The problem with how fingerprints are being used is that fingerprints are a form of identification, not authentication. They quickly say who you are, but they don’t prove who you are — essentially, when trying to translate the traditional username/password paradigm to biometrics, a fingerprint is like a username, not like a password. Unfortunately, it’s being used as a password. It’s especially funny on the new iPhone because they’re using fingerprints to authenticate to a touchscreen device — that is, an object that has your fingerprints all over it! If someone wanted into such a phone it would be really easy to lift the user’s fingerprints off the screen, create a prosthetic, and unlock the device with the fingerprint reader. You can’t make a secure authentication method out of something that people leave everywhere.
On the other hand, I can’t bring myself to care that much. There’s a general rule in computer security: “If the adversary has unrestricted physical access to your computer, it’s not your computer.” If someone’s trying to bypass fingerprint lock on a phone, then they must have possession of the phone — and in that case there are many ways in, whether it’s locked with a fingerprint, a PIN, a password, or whatever. Fingerprint is more convenient than PIN and probably approximately as secure as a PIN. In either case, if the device storage isn’t encrypted getting access to it is trivial, and if it is encrypted the capability to perform an offline attack (a capability you have in a stolen-device scenario) means that bypassing a 4-digit PIN is equally trivial. You’re not really losing much, if any, security by going to a fingerprint.
The other problem with fingerprints as passwords — aside from the fact that you leave them everywhere — is that your fingerprint can’t be rotated. If your password gets stolen, you can change your password, but if your fingerprint is stolen, it’s stolen forever. There’s no way for you to change it. This is fine for an identifier (username), but not fine for an authenticator (password) — it puts you in the situation of “break once, break everywhere.” Once your fingerprint has been stolen by an adversary, they have it for the rest of your life. This also why fingerprints (or any biometrics) should never be used to generate cryptographic keys.
You’ll find fingerprint readers on a lot of enterprise-model laptop computers, too. On these, the fingerprint reader is just an alternate authenticator to Windows, so Windows will still let you log in with your password if the fingerprint reader doesn’t work. It does (by design) reduce your security a bit — but once again, not much, because if someone is trying to break in via the fingerprint reader then they must have physical possession of your computer, and they’re going to get in anyway. The only protection against that is to enable BitLocker in PIN mode — that is, full-disk encryption with a PIN code required at power-on to decrypt the hard disk, and even then you’re only really safe if your computer comes with a TPM (which most business laptops do, but most other PCs do not.) Most people don’t do this, which means fingerprint or password, your data is easily accessible to someone who has possession of your PC.
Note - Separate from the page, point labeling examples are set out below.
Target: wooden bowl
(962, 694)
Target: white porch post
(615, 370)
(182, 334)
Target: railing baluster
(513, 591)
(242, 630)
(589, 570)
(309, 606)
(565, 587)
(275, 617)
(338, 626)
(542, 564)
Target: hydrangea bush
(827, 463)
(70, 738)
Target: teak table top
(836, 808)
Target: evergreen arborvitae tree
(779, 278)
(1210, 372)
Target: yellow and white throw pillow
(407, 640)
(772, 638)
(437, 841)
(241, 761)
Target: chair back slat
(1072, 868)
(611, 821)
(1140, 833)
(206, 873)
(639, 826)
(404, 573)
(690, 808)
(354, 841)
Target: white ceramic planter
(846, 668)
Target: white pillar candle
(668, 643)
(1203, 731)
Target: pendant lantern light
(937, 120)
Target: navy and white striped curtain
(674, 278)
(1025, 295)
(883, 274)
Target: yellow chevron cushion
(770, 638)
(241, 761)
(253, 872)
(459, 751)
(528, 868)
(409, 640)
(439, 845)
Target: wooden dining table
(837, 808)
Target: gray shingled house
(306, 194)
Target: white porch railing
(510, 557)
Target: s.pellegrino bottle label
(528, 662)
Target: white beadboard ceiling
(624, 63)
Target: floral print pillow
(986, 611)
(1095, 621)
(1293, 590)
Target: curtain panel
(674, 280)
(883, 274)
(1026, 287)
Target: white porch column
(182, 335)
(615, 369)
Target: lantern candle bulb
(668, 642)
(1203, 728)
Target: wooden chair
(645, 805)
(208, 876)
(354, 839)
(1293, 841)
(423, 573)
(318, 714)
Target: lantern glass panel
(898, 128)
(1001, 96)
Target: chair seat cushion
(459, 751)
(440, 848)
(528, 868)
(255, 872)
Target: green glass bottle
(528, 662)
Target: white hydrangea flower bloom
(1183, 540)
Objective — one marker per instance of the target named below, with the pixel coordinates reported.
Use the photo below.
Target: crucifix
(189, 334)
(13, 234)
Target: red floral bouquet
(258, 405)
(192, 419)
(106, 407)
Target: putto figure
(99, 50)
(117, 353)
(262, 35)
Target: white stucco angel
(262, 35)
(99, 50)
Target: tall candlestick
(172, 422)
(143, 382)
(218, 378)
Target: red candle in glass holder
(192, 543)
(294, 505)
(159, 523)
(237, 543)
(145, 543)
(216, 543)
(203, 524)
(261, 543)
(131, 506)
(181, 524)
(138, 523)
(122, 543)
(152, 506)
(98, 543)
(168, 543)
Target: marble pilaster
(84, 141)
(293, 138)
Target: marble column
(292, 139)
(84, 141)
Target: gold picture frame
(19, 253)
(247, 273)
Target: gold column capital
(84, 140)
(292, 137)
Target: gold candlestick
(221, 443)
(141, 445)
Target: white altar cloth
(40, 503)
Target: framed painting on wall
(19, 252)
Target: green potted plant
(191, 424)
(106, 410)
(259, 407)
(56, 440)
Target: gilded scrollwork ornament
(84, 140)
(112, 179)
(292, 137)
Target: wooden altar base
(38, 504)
So all told, there’s not much reason not to use fingerprint unlock on a phone, since phone unlock is not normally a boundary where we expect much security (as our usual mechanisms — either “swipe to unlock” or a 4-digit PIN code with unlimited guesses allowed — provide very little security anyway.) But from a systems design perspective, if you want real security, fingerprint should not be treated as an authenticator, regardless of the technology being employed.